4. The voices of the most disenfranchised must be heard – and now it’s easier than ever.
Those being targeted through the Global Goals need the ability and encouragement to speak up. We need to hear their stories firsthand, and need to listen to what it is THEY need. It’s no longer sufficient for decision making to be done only in ivory towers and hotel conference rooms. Solutions also need to come from the slums of Mumbai, rural outposts in Kenya and the streets of Detroit. Not only does this make for stronger interventions, but it also gains the community buy-in that is critical for successful implementation. And with internet access often reaching places before clean water, cheaper technology and constant innovation, obtaining this feedback is easier than ever.
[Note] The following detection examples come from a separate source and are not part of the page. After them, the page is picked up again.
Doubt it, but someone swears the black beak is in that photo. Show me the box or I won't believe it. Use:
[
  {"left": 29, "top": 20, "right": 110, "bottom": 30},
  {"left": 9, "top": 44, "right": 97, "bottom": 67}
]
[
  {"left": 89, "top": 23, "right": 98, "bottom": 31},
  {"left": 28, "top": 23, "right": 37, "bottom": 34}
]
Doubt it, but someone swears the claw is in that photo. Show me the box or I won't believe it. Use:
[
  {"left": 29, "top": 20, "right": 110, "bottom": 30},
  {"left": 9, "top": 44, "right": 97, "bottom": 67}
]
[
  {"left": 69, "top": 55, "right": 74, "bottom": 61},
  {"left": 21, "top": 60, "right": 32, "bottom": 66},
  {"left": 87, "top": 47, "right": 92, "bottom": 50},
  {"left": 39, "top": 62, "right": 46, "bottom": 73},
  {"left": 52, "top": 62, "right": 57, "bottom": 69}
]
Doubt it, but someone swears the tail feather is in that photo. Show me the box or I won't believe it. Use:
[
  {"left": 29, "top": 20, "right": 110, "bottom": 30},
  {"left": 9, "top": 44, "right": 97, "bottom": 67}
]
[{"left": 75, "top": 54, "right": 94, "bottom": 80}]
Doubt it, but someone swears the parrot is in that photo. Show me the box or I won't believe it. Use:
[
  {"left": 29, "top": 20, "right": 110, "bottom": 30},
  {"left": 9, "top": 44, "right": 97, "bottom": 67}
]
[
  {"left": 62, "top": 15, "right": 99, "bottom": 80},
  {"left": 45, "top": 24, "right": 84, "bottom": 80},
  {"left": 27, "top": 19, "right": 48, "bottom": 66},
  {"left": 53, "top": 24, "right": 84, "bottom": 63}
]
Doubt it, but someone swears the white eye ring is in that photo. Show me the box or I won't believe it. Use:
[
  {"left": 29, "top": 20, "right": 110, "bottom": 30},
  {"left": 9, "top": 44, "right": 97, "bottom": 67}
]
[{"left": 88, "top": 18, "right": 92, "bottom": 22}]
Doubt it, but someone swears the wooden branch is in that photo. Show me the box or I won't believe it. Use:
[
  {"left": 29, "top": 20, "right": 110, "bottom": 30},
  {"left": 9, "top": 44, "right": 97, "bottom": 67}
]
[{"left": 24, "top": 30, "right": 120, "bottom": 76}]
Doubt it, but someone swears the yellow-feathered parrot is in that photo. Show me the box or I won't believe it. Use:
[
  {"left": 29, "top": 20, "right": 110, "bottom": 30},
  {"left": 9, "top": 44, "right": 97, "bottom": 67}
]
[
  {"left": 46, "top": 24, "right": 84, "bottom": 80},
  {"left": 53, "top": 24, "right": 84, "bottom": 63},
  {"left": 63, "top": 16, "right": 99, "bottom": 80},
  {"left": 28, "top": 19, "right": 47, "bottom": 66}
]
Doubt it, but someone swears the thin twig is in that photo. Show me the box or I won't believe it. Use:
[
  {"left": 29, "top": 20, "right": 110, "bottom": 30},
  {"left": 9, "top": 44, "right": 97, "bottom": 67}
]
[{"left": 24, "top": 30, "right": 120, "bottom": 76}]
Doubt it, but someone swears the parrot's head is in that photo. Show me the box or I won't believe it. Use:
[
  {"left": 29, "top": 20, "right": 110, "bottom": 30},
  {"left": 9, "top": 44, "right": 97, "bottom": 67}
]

There are no longer excuses for each and every initiative not to have community members at the table from the beginning.
3. Partnerships, partnerships, partnerships.
It’s time for civil society, NGOs, government and private sector players to play a friendly round of golf or meet for a beer. The Global Goals are too big and complex for one sector or party to accomplish them alone, and even attempting to do so puts initiatives at a disadvantage from the start. Each sector, and even each individual organization, brings unique expertise and abilities that complement and strengthen other efforts. Collaborating within and across sectors is no longer a “nice to do,” it is now a “must do” if the Goals are to be accomplished.
2. Count your chickens before they hatch.
The only way we can tell what we’ve accomplished is by knowing where we started. Any initiative must first gather baseline data, and then move forward with an appropriate monitoring and evaluation plan. Data is the only way to prove that something worked (or didn’t), and will be the only way that success can be declared in 2030.
1. Tell me a story.
It’s time for global health and development professionals to stop writing textbooks and start writing picture books. The grave problems around the world need to be broken down to emotional, personal stories that connect with people and make them understand both the issues and possible solutions. The Syrian refugee crisis didn’t really start resonating with the general public until pictures were released of Aylan Kurdi, the three year old Syrian refugee who washed up dead on a Turkish beach. It’s not that the majority of people are cold-hearted and don’t care about others’ suffering—rather it’s very difficult to grasp the enormity and gravity of a situation when all you read about are numbers and general descriptions. When a situation is broken down to a simple example about one person or family, the public can then directly connect and understand. The tragic story of Aylan Kurdi was widely shared and discussed on social media, and that is the beginning to engaging people in getting involved and taking action.